The campaign’s viciousness sometimes obscured the debate’s complexity. Many anti-conscription advocates fully supported the war, for example, while not all pro-conscription voices argued their case by using linguistic or racial smears to diminish their opponents.

A Vote Against

The conscription debate raged through most of 1917 and into 1918. The required legislation, the Military Service Act, worked its way through Parliament during the summer to be passed in late August. It made all male citizens between the ages of 20 and 45 subject to military service, if called, for the duration of the war.

Conscription was the main issue in the federal election that followed in December, a bitter contest between Conservative/Unionist Sir Robert Borden and Liberal Sir Wilfrid Laurier. Borden, running on a "Unionist" pro-conscription ticket that attracted many English-speaking Liberals, won decisively but lost heavily in Francophone areas of Quebec.

The government had helped pave the way for electoral victory with legislation in the fall that enfranchised likely allies and disenfranchised likely opponents.

The Wartime Elections Act gave the vote to the wives, mothers, and sisters of soldiers, the first women permitted to vote in Canadian federal elections. These groups tended to favor conscription because it supported their men in the field.

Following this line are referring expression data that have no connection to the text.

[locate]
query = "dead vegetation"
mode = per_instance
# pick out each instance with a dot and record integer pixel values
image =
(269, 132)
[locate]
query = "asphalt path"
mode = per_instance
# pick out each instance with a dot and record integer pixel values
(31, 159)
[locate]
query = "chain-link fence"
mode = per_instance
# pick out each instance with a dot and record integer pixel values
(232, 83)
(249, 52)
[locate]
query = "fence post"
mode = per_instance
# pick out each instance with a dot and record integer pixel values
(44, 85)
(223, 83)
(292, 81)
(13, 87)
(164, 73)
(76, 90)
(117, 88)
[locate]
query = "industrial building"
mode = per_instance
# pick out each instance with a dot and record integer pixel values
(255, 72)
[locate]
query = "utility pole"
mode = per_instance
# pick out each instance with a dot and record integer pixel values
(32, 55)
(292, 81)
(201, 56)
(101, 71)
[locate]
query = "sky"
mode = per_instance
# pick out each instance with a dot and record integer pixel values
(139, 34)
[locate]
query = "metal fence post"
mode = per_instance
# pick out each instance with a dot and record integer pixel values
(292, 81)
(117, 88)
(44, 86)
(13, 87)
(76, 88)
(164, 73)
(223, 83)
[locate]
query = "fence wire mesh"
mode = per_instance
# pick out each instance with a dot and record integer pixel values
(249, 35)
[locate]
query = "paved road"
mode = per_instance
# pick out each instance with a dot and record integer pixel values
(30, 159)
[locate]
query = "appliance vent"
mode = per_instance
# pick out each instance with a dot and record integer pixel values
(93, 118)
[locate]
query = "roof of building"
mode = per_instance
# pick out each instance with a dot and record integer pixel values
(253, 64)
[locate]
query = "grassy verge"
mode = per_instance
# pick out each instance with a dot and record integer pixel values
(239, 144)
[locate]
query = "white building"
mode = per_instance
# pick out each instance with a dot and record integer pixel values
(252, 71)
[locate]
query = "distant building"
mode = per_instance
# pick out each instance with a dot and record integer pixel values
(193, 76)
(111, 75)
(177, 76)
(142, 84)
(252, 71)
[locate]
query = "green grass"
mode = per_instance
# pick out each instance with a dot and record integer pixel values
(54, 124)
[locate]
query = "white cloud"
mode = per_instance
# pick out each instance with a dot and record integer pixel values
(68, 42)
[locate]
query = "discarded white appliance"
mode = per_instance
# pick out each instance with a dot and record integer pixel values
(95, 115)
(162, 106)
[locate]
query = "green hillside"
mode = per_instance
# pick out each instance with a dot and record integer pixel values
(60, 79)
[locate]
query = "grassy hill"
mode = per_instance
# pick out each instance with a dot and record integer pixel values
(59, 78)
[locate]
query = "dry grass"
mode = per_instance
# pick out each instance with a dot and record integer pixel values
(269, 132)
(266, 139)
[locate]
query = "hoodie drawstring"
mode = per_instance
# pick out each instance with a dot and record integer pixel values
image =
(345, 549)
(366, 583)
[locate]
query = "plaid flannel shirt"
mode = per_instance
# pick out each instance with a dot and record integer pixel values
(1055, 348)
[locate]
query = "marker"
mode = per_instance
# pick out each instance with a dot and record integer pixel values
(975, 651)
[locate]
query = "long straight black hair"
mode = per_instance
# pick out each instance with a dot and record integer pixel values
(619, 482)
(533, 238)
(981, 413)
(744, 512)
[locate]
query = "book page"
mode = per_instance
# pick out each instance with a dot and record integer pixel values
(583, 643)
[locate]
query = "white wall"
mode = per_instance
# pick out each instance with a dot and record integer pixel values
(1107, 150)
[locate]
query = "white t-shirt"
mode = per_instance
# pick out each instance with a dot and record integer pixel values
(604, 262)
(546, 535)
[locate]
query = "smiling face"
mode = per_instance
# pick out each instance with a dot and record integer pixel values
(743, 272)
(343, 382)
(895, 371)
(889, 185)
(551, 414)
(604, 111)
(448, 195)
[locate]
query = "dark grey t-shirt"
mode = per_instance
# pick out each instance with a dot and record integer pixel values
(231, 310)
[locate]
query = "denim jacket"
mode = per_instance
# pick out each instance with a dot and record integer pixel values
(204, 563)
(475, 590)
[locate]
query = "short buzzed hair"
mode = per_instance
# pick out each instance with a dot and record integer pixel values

A Soldier Votes in the 1917 Election

The act then denied the vote to many recent immigrants from enemy countries (“enemy aliens”), unless they had a family member in military service. At the same time, the Military Voters Act extended the vote to all military personnel and nurses, including women, regardless of their period of residence in Canada.

Borden’s margin of victory in December was greater than the votes delivered by either of these controversial measures, but each had been highly successful. More than 90 percent of military votes, for example, were Unionist.

A broadly popular but divisive measure, conscription polarized provinces, ethnic and linguistic groups, communities, and families, and had lasting political effects on the country as a whole. For many Canadians, it was an important and necessary contribution to a faltering war effort; for others, it was an oppressive act passed dishonestly by a government more British than Canadian.

Farmers sought agricultural exemptions from compulsory service until the end of the war. Borden’s government, anxious for farmers’ votes, agreed to limited exemptions, largely for farmers’ laboring sons, but broke the promise after the election. The bitterness among farmers, many of them in the West, led to the development of new federal and provincial parties.

French-speaking Canadians continued their protests as well, and young men by the tens of thousands joined others from across Canada in refusing to register for the selection process. Of those that did register, 93 percent applied for an exemption. An effort to arrest suspected draft dodgers was highly unpopular across the province and, at its worst, resulted in several days of rioting and street battles in Quebec City at Easter, 1918. The violence left four civilians dead and dozens injured, and shocked supporters on both sides.

Conscription Enforced

Conscription would have minimal impact on Canada’s war effort. By the Armistice in November 1918, only 48,000 conscripts had been sent overseas, half of which ultimately served at the front. More than 50,000 more conscripts remained in Canada. These would have been required had the war continued into 1919.